EC-Earth/cmor-fixer

Option --meta to adjust metadata fails

Closed this issue · 21 comments

While trying the --meta option, which failed, I wondered whether

 metadata = None

at line 120 of cmor-fixer.py allows the activation of the option.

I run:

./cmor-fixer.py --verbose --forceid --meta test-meta.json --olist --npp 1 --dry ~/l2/cmorised-results/cmor-cmip-test-all-11/t002/ifs/001/CMIP6/CMIP/EC-Earth-Consortium/EC-Earth3/piControl/r1i1p1f1/Amon/hus/gr/v20191121/

which gave the error:

Traceback (most recent call last):
  File "./cmor-fixer.py", line 163, in <module>
    main()
  File "./cmor-fixer.py", line 139, in main
    modified = worker(ncfile)
  File "./cmor-fixer.py", line 62, in fix_file
    for key, val in metadata:
ValueError: too many values to unpack (expected 2)

I will test the fix 7545eb5 to this problem now.

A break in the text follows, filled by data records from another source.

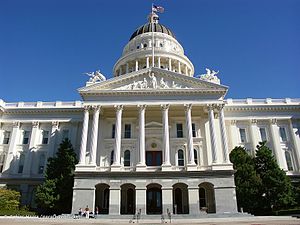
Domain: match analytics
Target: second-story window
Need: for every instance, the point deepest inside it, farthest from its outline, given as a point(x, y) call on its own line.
point(127, 132)
point(6, 137)
point(45, 137)
point(26, 135)
point(113, 131)
point(282, 134)
point(194, 130)
point(243, 135)
point(179, 130)
point(263, 134)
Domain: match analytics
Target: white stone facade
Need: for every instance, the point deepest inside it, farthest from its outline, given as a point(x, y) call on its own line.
point(151, 140)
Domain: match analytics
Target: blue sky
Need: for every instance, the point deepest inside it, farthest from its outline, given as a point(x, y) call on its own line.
point(45, 46)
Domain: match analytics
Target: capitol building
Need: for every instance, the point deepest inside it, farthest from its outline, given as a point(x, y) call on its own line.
point(153, 139)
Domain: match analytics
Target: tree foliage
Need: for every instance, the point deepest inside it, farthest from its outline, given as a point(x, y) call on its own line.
point(9, 199)
point(55, 194)
point(261, 186)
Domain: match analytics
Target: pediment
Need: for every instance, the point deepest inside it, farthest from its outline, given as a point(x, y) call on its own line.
point(152, 80)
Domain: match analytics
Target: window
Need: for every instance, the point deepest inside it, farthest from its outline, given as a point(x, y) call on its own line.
point(196, 156)
point(113, 131)
point(45, 137)
point(112, 157)
point(65, 134)
point(127, 133)
point(263, 134)
point(21, 163)
point(180, 157)
point(127, 158)
point(26, 135)
point(2, 158)
point(41, 164)
point(194, 130)
point(282, 134)
point(6, 137)
point(179, 129)
point(289, 162)
point(243, 135)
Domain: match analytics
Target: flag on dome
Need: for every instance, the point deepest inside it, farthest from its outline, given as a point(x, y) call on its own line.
point(159, 9)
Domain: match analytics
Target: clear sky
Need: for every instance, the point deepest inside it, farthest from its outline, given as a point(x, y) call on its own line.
point(46, 46)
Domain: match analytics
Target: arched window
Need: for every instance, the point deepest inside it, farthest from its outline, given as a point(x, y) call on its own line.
point(180, 157)
point(195, 156)
point(127, 158)
point(112, 157)
point(289, 162)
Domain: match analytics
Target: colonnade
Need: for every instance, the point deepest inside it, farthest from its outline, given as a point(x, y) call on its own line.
point(211, 109)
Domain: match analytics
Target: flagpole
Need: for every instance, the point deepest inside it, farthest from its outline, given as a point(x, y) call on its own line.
point(152, 28)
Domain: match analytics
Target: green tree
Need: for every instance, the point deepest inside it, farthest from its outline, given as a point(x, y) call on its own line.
point(276, 190)
point(9, 199)
point(246, 180)
point(55, 194)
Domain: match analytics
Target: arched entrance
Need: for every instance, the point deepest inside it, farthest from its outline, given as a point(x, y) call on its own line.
point(102, 198)
point(127, 199)
point(180, 199)
point(207, 197)
point(154, 199)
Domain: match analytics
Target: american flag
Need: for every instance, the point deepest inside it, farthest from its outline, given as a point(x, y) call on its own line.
point(159, 9)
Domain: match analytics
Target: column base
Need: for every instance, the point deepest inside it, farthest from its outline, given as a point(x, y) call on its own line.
point(192, 167)
point(166, 167)
point(115, 168)
point(141, 167)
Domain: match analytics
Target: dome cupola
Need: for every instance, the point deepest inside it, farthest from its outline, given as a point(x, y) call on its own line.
point(156, 38)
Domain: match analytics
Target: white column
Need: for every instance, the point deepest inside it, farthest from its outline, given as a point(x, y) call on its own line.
point(295, 135)
point(12, 147)
point(189, 134)
point(85, 126)
point(136, 65)
point(158, 62)
point(223, 135)
point(212, 133)
point(170, 64)
point(142, 135)
point(279, 153)
point(127, 67)
point(94, 135)
point(117, 147)
point(166, 136)
point(31, 148)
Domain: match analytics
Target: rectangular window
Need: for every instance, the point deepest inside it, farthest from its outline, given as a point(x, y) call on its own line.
point(45, 137)
point(127, 133)
point(243, 135)
point(194, 130)
point(179, 129)
point(65, 134)
point(26, 135)
point(113, 131)
point(282, 134)
point(263, 134)
point(6, 137)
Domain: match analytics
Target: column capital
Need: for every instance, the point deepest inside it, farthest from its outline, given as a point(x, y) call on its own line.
point(16, 124)
point(55, 123)
point(187, 107)
point(35, 124)
point(165, 106)
point(118, 107)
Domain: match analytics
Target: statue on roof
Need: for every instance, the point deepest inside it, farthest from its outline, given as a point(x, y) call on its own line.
point(96, 76)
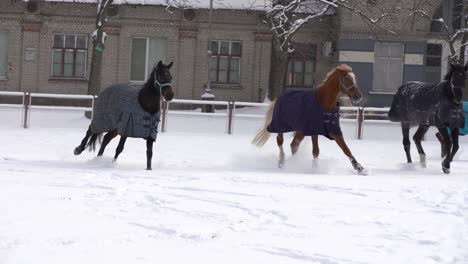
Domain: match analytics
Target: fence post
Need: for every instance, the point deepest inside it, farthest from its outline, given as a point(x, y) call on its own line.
point(230, 116)
point(26, 103)
point(360, 121)
point(165, 106)
point(93, 104)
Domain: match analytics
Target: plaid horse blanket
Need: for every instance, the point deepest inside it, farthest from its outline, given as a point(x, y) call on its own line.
point(299, 110)
point(117, 107)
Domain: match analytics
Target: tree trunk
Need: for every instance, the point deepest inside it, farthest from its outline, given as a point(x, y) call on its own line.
point(94, 84)
point(463, 47)
point(278, 70)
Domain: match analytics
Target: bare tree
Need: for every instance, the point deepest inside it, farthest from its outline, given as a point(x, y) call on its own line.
point(287, 17)
point(99, 37)
point(454, 33)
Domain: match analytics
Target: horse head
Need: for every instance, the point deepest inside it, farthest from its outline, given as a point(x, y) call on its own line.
point(348, 84)
point(162, 80)
point(456, 77)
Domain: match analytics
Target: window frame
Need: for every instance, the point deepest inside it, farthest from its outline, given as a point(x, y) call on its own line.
point(5, 77)
point(387, 59)
point(63, 51)
point(146, 59)
point(304, 58)
point(229, 57)
point(147, 54)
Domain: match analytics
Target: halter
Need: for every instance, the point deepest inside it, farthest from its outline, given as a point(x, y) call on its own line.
point(161, 85)
point(348, 88)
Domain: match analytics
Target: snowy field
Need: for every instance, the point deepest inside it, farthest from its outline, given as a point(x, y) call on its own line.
point(214, 198)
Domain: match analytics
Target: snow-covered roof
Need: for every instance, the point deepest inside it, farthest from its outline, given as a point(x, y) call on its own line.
point(218, 4)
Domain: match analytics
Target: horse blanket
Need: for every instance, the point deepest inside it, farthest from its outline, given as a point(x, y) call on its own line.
point(299, 110)
point(419, 103)
point(117, 107)
point(464, 130)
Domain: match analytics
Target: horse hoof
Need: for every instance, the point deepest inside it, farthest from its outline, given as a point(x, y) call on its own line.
point(363, 172)
point(294, 149)
point(422, 161)
point(77, 151)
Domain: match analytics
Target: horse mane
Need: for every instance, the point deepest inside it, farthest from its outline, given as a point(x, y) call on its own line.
point(342, 67)
point(149, 84)
point(453, 68)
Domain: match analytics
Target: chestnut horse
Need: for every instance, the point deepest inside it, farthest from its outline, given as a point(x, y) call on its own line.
point(311, 113)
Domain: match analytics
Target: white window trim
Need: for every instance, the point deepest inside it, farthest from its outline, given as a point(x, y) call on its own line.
point(402, 59)
point(3, 78)
point(230, 52)
point(85, 61)
point(147, 39)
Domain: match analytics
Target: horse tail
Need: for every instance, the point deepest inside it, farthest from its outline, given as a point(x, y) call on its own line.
point(394, 114)
point(262, 137)
point(92, 143)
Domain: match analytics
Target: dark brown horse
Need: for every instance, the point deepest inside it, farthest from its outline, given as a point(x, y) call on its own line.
point(311, 113)
point(129, 112)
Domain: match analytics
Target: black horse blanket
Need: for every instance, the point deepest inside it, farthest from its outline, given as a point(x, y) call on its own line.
point(299, 110)
point(117, 107)
point(419, 103)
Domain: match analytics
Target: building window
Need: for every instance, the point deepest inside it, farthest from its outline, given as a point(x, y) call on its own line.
point(451, 12)
point(301, 66)
point(388, 66)
point(3, 55)
point(146, 53)
point(225, 61)
point(433, 62)
point(69, 55)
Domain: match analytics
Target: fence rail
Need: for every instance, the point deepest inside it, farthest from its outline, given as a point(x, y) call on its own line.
point(358, 115)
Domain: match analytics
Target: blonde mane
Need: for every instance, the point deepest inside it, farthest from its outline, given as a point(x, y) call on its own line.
point(342, 67)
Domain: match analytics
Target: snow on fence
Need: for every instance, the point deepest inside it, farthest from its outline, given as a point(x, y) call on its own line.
point(358, 115)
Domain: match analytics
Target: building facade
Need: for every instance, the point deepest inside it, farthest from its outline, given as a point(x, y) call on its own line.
point(45, 47)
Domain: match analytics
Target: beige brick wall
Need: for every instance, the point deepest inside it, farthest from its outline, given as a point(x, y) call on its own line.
point(187, 43)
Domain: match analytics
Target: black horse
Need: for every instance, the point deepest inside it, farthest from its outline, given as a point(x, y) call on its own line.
point(129, 112)
point(425, 105)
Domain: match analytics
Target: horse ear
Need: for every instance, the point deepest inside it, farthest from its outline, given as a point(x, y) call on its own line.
point(345, 68)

When I apply the following changes to the test-meta.json

Previous:
<     "branch_time_in_child":         "0.0D",
<     "branch_time_in_parent":        "0.0D",
---
New:
>     "branch_time_in_child":         "109870.0D",
>     "branch_time_in_parent":        "104320.0D",

Then the --dry run goes fine. But when really applying the changes it get the error:

Traceback (most recent call last):
  File "./cmor-fixer.py", line 164, in <module>
    main()
  File "./cmor-fixer.py", line 140, in main
    modified = worker(ncfile)
  File "./cmor-fixer.py", line 66, in fix_file
    setattr(ds, key, val)
  File "netCDF4/_netCDF4.pyx", line 2914, in netCDF4._netCDF4.Dataset.__setattr__
  File "netCDF4/_netCDF4.pyx", line 2844, in netCDF4._netCDF4.Dataset.setncattr
  File "netCDF4/_netCDF4.pyx", line 1606, in netCDF4._netCDF4._set_att
  File "netCDF4/_netCDF4.pyx", line 1887, in netCDF4._netCDF4._ensure_nc_success
AttributeError: NetCDF: Name contains illegal characters
goord commented

Hi @treerink could you also post the last log message before that error?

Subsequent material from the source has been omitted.